Pionieri del genere, i ballerini Eugene Poku and Jessie Goldberg, fondatori di AcroYoga Montréal nel 1999: fusione di danza, arti marziali, break-dance, improvvisazione teatrale e vinyasa. L’altro epicentro è a Berkeley, in California, dove Jason Nemer, che ha rappresentato gli Usa al Mondiale di sport acrobatici di Pechino nel ‘96, dodici anni fa ha aperto la società Acro Yoga. Tre i pilastri: la pratica «solare» (per coltivare fiducia, empowerment, gioia); quella «lunare» (per imparare ad ascoltarsi, amare e lasciarsi andare); lo yoga, ovvero l’anello di congiunzione. Dall’esercizio zen al gioco, fino a inglobare brani di pole dance: già, perché l’acro yoga è anche questo, movimenti sinuosi nel cerchio (lyra). Fioriscono, così, neologismi tra i più creativi: aerial hoop, circo acrofit, acro balance, aerial dragonfly (con funi o trapezi)... Moda, esibizionismo, competizione stanno snaturando lo yoga? «Penso che la pratica sia autentica solo se la persona ha un desiderio profondo di autenticità e di aprirsi all’universo — sotto- linea Beth Shaw, fondatrice del metodo YogaFit, che ha da poco pubblicato il suo ultimo libro, «La dieta yoga» (edito in Italia da Sperling & Kupfer, ndr) — . La maggior parte delle persone sono seguaci, scelgono di emulare qualcuno o qualcosa perché li ritengono più potenti... Gli istruttori migliori li guidano all’auto-ascolto. Chi si sente un guru e, invece di mettere al centro gli allievi, punta i riflettori su di sé è solo un narcisista».
Tipi da yoga
Dal funambolismo aereo a quello rasoterra. Tra i tappetini. Ovvero, le «personalità yogiche» descritte da tre insegnanti in un’intervista alla Cnn. In testa alla classifica, impietosa, è il «pavone». «Il classico tipo che si cimenta nelle posizioni più difficili, solo per dimostrare di essere il primo della classe». La variante è racchiusa nella sindrome «WMB», «Want Madonna body» (voglio un fisico scolpito come quello di Madonna). Ci sono poi quelli che, nonostante l’iperidrosi, dimenticano sempre l’asciugamano a casa e indossano giusto qualche centimetro di lycra.
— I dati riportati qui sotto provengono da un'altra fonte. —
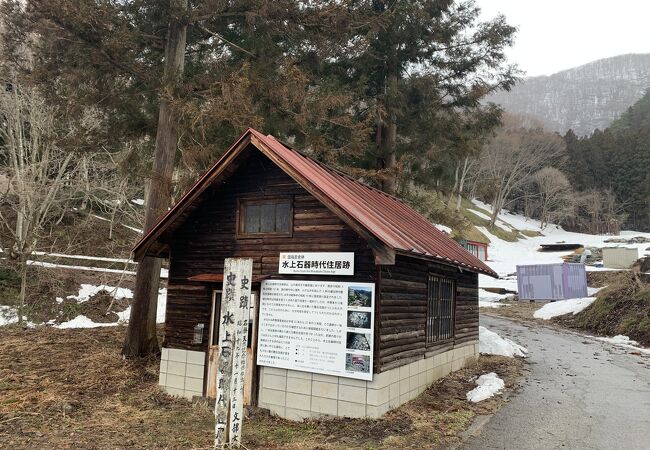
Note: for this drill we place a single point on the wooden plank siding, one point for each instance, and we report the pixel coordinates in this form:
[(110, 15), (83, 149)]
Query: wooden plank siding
[(403, 306), (207, 237)]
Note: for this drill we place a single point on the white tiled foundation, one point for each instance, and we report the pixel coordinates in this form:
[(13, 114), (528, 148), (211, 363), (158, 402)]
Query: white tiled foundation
[(298, 395), (181, 372)]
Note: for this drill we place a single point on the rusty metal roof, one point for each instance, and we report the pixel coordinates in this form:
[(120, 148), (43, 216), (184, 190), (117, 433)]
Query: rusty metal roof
[(392, 222)]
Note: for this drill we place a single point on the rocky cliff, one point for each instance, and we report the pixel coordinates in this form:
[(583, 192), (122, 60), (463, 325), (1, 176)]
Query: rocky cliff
[(583, 98)]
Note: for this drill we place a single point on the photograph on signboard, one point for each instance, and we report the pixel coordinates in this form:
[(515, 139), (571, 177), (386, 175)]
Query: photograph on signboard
[(358, 341), (359, 319), (357, 363), (359, 296)]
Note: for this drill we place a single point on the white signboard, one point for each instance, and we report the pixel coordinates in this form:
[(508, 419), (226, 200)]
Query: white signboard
[(332, 263), (317, 326)]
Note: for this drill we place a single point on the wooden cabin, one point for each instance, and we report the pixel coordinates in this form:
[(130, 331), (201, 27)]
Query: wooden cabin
[(409, 292)]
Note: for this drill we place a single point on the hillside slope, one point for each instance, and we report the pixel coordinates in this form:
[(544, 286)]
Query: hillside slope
[(584, 98)]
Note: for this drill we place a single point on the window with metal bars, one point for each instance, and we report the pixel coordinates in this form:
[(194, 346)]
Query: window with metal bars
[(441, 297)]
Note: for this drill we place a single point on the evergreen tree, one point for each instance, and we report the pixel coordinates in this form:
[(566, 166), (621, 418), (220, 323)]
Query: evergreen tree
[(421, 70)]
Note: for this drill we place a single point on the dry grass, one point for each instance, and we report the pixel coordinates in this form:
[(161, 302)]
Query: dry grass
[(71, 389)]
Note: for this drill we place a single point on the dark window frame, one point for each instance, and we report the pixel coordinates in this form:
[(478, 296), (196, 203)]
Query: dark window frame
[(441, 308), (243, 203)]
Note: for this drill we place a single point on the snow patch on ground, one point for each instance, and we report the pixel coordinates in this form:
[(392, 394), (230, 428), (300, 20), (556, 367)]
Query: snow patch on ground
[(487, 386), (491, 343), (562, 307), (8, 315), (505, 256), (624, 341), (88, 290), (488, 304), (82, 321), (488, 296)]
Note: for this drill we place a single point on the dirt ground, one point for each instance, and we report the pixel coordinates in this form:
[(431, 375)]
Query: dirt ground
[(71, 389)]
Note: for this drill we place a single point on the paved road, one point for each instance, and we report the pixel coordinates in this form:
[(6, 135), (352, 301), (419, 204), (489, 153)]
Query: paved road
[(580, 394)]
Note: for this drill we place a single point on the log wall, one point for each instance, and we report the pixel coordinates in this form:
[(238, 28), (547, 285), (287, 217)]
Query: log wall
[(403, 311), (208, 236)]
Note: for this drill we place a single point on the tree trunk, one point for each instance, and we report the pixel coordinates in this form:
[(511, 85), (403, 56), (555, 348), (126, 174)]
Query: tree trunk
[(23, 287), (141, 337), (389, 184), (461, 186)]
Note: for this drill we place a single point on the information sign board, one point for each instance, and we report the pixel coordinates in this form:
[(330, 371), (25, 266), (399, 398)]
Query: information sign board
[(317, 326)]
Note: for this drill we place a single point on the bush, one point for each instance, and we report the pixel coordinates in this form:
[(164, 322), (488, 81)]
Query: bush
[(621, 308)]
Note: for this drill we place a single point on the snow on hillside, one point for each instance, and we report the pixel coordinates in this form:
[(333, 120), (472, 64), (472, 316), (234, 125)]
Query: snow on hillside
[(504, 256)]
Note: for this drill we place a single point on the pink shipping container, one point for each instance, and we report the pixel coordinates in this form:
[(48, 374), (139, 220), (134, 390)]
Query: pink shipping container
[(549, 282)]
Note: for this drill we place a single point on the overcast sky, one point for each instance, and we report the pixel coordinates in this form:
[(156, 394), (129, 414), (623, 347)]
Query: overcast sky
[(559, 34)]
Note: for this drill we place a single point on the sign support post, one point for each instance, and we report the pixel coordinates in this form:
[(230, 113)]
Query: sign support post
[(233, 340)]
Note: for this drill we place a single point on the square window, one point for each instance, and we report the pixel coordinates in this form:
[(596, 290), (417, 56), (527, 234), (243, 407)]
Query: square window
[(441, 299), (261, 217)]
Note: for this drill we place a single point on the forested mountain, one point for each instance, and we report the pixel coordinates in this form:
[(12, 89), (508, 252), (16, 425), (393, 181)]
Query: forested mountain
[(582, 99), (617, 159)]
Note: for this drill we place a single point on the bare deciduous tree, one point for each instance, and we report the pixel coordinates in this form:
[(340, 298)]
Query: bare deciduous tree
[(510, 159), (41, 176), (554, 196)]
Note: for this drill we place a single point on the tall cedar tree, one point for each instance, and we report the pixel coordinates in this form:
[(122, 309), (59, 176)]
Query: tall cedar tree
[(424, 68), (356, 82), (245, 63), (617, 159)]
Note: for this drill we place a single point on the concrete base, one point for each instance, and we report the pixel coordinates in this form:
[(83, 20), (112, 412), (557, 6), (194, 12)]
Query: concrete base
[(181, 372), (299, 395)]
E ancora, i drogati di lavoro: attaccati allo smartphone tra una serie e l’altra. Pronti a saltare il savasana, figuriamoci il saluto ( namaste), per fiondarsi nello spogliatoio e volare in ufficio. E i «cuccioli» dello yogi? «Scodinzolanti. Sempre in prima fila, ti inondano di like su Facebook». Per non parlare delle groupie, al settimo cielo anche se vengono rimproverate: «Mi ha sgridato, allora si è accorto di me». O delle «human pretzel», gli snodati di natura che a colazione si sgranchiscono con verticali e contorsioni. «Dobbiamo imparare a riconoscere questi segnali, sono scritti sul corpo — concordano gli intervistati — . Solo così possiamo incontrare la persona nella sua totalità e aiutarla a liberarsi».
Yoga e birra artigianale
Tale tipo, tale sottocategoria: l’offerta, con taglio quasi lombrosiano, si polverizza. Perché la guerra è anche questione di affari, non solo di tendenze. Succede, così, che al bio-vegano si affianchi l’abbinamento yoga-birra artigianale. A Washington il mix di asana e ale pare funzioni. Sono diverse le birrerie che ospitano classi di yoga innaffiate da pinta della casa. «Ci aiuta a raggiungere un pubblico per il quale non saremmo stati la prima scelta», spiega Patrick Mullane, co-proprietario della Hellbender Brewery.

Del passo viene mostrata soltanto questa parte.